In the next semantic level Services and Entities were added, similar to those found in most RTOSs: Boolean events, counting semaphores, FIFO queues, resources, memory pools, etc. The formal modelling lead to the definition of all these Entities as semantic variants of the common and generic "Hub" entity. In addition, the formal modelling also helped to define "clean" semantics for such services, whereas ad-hoc implementations often have side-effects. Table II summarises the semantics.

The services are offered in a non-blocking variant (\_NW), a blocking variant (\_W), and a blocking with time out variant (\_WT). All services are topology transparent and there is no restriction in the mapping of Task and kernel Entities onto the network. See Tables II and III for details on the semantics.
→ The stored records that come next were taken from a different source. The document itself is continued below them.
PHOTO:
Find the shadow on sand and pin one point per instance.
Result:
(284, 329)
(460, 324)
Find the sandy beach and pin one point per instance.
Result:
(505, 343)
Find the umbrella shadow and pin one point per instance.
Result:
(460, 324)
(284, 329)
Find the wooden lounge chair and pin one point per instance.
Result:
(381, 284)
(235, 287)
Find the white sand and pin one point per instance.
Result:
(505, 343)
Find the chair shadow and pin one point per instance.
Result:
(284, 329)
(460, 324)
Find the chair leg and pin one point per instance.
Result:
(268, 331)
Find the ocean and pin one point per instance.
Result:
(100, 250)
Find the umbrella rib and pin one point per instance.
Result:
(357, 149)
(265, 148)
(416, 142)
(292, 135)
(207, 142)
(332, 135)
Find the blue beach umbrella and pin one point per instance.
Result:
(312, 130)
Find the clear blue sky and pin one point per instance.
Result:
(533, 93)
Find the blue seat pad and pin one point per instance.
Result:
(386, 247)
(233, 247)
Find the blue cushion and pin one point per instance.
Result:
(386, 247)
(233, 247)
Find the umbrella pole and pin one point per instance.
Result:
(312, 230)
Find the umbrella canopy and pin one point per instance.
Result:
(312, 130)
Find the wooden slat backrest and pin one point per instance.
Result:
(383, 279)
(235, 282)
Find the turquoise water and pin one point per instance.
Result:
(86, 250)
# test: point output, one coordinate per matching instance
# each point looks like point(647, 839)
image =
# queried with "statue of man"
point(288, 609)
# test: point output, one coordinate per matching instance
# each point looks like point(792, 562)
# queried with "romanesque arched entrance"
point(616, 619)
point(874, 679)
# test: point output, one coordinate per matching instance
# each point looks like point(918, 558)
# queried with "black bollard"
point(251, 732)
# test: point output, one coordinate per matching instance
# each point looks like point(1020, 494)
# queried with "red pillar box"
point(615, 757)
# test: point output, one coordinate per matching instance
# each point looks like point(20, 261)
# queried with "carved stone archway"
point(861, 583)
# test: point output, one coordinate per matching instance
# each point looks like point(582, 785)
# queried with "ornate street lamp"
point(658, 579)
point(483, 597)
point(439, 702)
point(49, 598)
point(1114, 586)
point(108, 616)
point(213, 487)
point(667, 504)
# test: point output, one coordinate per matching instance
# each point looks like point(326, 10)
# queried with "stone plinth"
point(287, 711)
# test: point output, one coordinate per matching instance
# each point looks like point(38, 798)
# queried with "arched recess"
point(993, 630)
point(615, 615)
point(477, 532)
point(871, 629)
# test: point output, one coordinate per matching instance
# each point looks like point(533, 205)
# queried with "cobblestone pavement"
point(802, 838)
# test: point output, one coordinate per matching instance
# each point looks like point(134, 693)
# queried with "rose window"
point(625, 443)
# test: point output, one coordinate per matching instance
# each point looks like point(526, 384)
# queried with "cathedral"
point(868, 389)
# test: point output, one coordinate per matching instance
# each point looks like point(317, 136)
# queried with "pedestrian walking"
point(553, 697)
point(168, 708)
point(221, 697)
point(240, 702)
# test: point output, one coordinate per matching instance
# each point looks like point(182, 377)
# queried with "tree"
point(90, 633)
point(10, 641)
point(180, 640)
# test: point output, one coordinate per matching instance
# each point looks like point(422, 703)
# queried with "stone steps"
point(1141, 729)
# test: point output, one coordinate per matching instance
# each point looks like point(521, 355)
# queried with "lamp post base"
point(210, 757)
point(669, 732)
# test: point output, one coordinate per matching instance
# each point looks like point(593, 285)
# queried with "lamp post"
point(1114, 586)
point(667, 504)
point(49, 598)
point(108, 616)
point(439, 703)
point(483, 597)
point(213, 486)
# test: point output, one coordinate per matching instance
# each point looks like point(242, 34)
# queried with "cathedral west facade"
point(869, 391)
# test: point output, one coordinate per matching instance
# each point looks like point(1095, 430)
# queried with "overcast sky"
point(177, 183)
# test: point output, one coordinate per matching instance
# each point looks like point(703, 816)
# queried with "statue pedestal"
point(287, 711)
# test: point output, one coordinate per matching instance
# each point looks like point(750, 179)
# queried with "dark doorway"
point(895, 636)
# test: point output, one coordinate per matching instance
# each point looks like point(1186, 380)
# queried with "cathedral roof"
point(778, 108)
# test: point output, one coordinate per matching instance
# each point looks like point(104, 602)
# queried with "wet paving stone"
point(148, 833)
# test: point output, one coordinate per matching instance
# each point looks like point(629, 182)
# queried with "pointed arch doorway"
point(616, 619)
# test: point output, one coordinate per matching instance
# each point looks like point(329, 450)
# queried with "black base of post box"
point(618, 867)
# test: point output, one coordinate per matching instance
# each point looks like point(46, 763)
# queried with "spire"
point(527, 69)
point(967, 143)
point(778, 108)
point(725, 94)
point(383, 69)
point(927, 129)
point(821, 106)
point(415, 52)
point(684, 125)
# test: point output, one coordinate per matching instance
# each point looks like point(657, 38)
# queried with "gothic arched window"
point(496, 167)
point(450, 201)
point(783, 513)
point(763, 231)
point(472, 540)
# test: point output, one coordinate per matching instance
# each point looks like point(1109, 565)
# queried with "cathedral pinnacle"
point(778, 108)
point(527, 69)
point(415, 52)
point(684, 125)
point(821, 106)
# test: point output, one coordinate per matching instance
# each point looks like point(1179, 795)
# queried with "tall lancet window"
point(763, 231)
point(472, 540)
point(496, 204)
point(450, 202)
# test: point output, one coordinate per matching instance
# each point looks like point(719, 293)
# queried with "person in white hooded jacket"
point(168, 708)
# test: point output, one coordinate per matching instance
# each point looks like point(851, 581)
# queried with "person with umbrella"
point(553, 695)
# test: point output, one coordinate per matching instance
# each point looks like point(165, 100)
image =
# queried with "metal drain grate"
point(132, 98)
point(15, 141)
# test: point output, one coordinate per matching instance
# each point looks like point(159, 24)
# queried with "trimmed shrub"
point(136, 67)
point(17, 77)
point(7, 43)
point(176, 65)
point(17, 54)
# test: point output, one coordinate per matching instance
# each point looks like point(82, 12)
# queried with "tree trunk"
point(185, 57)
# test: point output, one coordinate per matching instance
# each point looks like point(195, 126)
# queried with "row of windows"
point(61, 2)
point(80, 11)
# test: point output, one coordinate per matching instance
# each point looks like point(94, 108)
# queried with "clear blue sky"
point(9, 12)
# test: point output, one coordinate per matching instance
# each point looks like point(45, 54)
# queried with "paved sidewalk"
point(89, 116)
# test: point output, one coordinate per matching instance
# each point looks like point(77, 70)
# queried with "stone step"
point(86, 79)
Using a single generic Hub entity leads to more code reuse, therefore the resulting code size is at least 10 times less than for an RTOS with a more traditional architecture. One could of course remove all such application-oriented services and just use Hub based services. Unfortunately, this has the drawback that services loose their specific semantic richness, e.g. resource locking clearly expresses that the Task enters a critical section in competition with other Tasks. Also erroneous run-time conditions are easier to identify at application level.

During the formal modelling process, we also discovered weaknesses in the traditional way priority inheritance is implemented in most RTOSs. Fortunately, we found a way to reduce the total blocking time. In single processor RTOS systems this is less of an issue, but in multi-processor systems, all nodes can originate service requests and resource locking is a distributed service. Hence, the waiting lists can grow longer and lower priority Tasks can block higher priority ones while waiting for the resource. This was solved by postponing the resource assignment until the rescheduling moment. Finally, by generalisation, also memory allocation has been approached like a resource locking service. In combination with the Packet Pool, this opens new possibilities for safe and secure memory management, e.g. the OpenComRTOS architecture is free from buffer overflow by design.

For the third semantic layer (L2), we plan to add dynamic support like mobility of code and of kernel Entities. A potential candidate is a light-weight virtual machine supporting capabilities as modelled in pi-calculus [7]. For this purpose we developed the Safe Virtual Machine [8], which currently allows to dynamically load and execute tasks.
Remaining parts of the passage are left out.